Alla faccia della tranquillità.

"Urgh! Perché gridi così forte?" Si lamenta Beth dal divano.

Jackie esce dalla sua camera da letto. "Dicci tutto! E non dimenticare nessun dettaglio!" Dichiara.

"Cosa?" Cerco di sviare il discorso mentre vengo costretta a sedermi sul divano.

"Oh, andiamo! Hai passato la notte con lui!" Dice Beth. "Adesso devi raccontarci tutto".

"Io non faccio la spia, ragazze", dico strizzando l'occhio. Mi alzo dal divano e mi dirigo verso la mia stanza quando la mano di Claudia mi avvolge il polso.

"Aspetta un attimo: hai ricevuto una lettera. Una busta grande e importante. Te l'ho messa sul letto". Poi mi prende le buste dello shopping dalle mani e dice: "e queste?"

"Porca miseria! Il signor Milionario ti ha portata a fare shopping sulla Quinta Strada?" Chiede Jackie, saltando letteralmente sul divano.

Mi mordo il labbro. "Forse". Le mie tre coinquiline strillano e io mi affretto ad aggiungere: "me lo doveva".

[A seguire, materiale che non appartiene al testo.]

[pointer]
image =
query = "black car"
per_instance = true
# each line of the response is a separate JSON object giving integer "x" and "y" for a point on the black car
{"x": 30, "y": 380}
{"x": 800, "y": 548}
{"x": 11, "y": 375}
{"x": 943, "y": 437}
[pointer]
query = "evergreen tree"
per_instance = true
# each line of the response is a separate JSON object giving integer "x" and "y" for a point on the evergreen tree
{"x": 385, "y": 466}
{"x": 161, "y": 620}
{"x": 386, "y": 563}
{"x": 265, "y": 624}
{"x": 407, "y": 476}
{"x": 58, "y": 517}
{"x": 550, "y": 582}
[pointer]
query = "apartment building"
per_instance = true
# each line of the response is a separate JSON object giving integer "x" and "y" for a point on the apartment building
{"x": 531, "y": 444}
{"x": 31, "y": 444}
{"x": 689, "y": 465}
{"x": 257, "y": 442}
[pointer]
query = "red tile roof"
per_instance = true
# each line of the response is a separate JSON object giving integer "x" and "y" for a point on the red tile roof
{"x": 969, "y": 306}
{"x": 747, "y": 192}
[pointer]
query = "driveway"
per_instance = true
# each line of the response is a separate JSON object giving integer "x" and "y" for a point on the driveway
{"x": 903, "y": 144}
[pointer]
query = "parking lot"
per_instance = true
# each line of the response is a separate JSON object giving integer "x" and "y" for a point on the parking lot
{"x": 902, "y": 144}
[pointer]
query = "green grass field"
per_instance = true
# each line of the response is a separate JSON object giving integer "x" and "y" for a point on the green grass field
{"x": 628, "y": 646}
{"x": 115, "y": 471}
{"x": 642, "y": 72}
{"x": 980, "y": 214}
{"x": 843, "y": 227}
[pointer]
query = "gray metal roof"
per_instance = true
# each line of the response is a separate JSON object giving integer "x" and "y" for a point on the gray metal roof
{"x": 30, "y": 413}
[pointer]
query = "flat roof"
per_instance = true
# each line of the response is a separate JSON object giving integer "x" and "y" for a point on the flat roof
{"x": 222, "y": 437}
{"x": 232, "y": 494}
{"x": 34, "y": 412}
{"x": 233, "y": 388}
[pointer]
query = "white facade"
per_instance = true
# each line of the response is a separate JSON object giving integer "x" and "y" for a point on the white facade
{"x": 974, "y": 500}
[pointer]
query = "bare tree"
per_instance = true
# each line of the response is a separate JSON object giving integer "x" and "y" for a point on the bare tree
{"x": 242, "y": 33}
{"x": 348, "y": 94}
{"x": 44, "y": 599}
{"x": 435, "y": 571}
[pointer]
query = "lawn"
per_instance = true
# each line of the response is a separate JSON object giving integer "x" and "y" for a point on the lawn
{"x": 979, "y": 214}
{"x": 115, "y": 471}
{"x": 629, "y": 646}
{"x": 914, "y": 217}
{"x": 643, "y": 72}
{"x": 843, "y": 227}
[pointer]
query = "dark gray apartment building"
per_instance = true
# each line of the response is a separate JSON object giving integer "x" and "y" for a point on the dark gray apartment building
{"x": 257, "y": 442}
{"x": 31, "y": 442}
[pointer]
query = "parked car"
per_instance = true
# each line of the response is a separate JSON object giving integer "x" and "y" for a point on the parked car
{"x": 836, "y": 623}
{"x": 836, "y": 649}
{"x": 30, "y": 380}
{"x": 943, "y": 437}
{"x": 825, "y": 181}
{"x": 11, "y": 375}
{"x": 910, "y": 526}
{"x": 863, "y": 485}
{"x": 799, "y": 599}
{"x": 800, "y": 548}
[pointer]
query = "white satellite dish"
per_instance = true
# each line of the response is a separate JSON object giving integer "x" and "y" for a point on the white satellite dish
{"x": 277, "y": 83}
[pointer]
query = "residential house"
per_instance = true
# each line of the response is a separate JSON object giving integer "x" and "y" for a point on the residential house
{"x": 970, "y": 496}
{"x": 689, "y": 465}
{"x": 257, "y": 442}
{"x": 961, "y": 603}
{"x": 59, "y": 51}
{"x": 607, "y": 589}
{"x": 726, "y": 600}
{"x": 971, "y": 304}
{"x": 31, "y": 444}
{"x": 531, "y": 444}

"Te lo doveva? E perché?" Chiede Beth.

"Mi ha rovinato i vestiti".

"Cioè?"

"Li ha fatti a pezzi".

"Cazzo!" "Merda!" "Eccitante!" Rispondono le tre ragazze.

"Ok, vado in camera mia", dico, lasciandomele alle spalle che continuano a strillare.

Mi giro verso il letto e vedo la busta di cui parlava Claudia. L'indirizzo del mittente è "Roberts Enterprises".

Oh, cavolo. È una specie di 'lasciate ogni speranza voi che entrate' per il mio nuovo lavoro?

Tra l'avventura di una notte, che poi si è trasformata in una mattinata di sesso seguita da un pomeriggio di shopping, ho avuto a malapena il tempo di preoccuparmi del mio nuovo nuovo ruolo alla Roberts Enterprises. Ma questo? Beh, meglio farla finita.

Apro la busta e ne estraggo il contenuto. Cadono diversi pezzi di carta e un ciondolo d'argento. Il primo ad attirare la mia attenzione è un foglietto scritto a mano. Rimango a bocca aperta mentre lo leggo.

Gentile signorina Miller,

Le scriviamo per informarla che suo padre, Michael Roberts, è deceduto questa mattina. Il signor Roberts ha lasciato tutto a lei nel suo testamento, compresa la Roberts Enterprises.

Il consiglio di amministrazione assumerà il controllo della società fino a quando lei non sarà pronta ad assumere il ruolo di amministratore delegato. Ci dispiace per la sua perdita.

Cordiali saluti.

Antonio Young.

Responsabile delle operazioni

Roberts Enterprises.

Lascio cadere la lettera sul letto e urlo.